So did the movie deliver and live up to my expectations? Well, yes and no. Yes, because it was a very interesting movie and a genre defining one for the time it was made. No, because there was a little bit too much juvenile attempts at incorporating comedy into the movie, which failed miserably.
The story in "God of Gamblers" is about gambling savant Ko Chun (played by Chow Yun-Fat) who is known as the God of Gamblers amongst the gambling circuit of Hong Kong. Chun is living the good life, lots of money, fame and everything he could ask for, but it is all taken away one fateful night as he has an accident which leaves him with amnesia. With all memories gone, except for his unprecedented knack for gambling, small time hustler Knife (played by Andy Lau) takes advantage of Chun in order to further his own ambition. With lots at stake, can Chun recover his past and win the all important upcoming gambling event?
Actually the story was quite interesting, good and entertaining, however the laughable and juvenile attempts at incorporating comedy into the movie somewhat brought down the overall impression of the movie as a whole.
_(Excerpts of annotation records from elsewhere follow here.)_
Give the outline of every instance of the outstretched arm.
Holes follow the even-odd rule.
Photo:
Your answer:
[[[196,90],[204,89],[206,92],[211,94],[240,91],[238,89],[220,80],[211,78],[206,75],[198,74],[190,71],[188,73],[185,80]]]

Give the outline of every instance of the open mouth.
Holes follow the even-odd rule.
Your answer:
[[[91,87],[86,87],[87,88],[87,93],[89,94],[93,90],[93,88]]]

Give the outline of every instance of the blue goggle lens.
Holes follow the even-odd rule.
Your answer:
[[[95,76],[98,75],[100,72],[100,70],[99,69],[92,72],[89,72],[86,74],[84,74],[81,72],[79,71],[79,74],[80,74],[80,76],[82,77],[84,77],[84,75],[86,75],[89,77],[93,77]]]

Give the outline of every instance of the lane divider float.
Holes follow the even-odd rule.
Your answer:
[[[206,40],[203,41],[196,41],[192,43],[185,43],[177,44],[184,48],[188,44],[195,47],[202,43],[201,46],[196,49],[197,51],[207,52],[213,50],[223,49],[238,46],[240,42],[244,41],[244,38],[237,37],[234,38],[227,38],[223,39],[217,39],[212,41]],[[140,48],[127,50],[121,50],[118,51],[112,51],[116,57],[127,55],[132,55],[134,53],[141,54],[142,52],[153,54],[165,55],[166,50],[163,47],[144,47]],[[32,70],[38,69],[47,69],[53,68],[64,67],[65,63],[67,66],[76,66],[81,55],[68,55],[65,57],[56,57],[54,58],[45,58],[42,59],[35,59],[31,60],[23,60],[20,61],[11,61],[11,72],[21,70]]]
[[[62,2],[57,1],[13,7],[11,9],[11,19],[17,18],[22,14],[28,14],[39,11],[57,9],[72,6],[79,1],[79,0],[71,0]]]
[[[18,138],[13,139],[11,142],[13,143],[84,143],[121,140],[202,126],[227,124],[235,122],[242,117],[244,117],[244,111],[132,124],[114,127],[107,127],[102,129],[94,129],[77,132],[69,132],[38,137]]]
Had director Jing Wong opted to not make use of this inappropriate comedy, the movie would have worked on a whole other level.
As for the cast, well of course you know what you get with Chow Yun-Fat, however this movie was fairly early in his career and he hadn't honed his actual acting talent all that much, it is heavier on the action parts (though thankfully later in his career the acting picked up). And opposite him there is Andy Lau with also is one of the major names in Hong Kong cinema.
"God of Gamblers" proved to be good entertainment (if you look past the comedy parts) and is a definite must have to any DVD collection to fans of Hong Kong cinema everywhere. And having seen this first movie now, I am looking forward to actually getting around to watched the sequel (and perhaps even the spin-offs as well).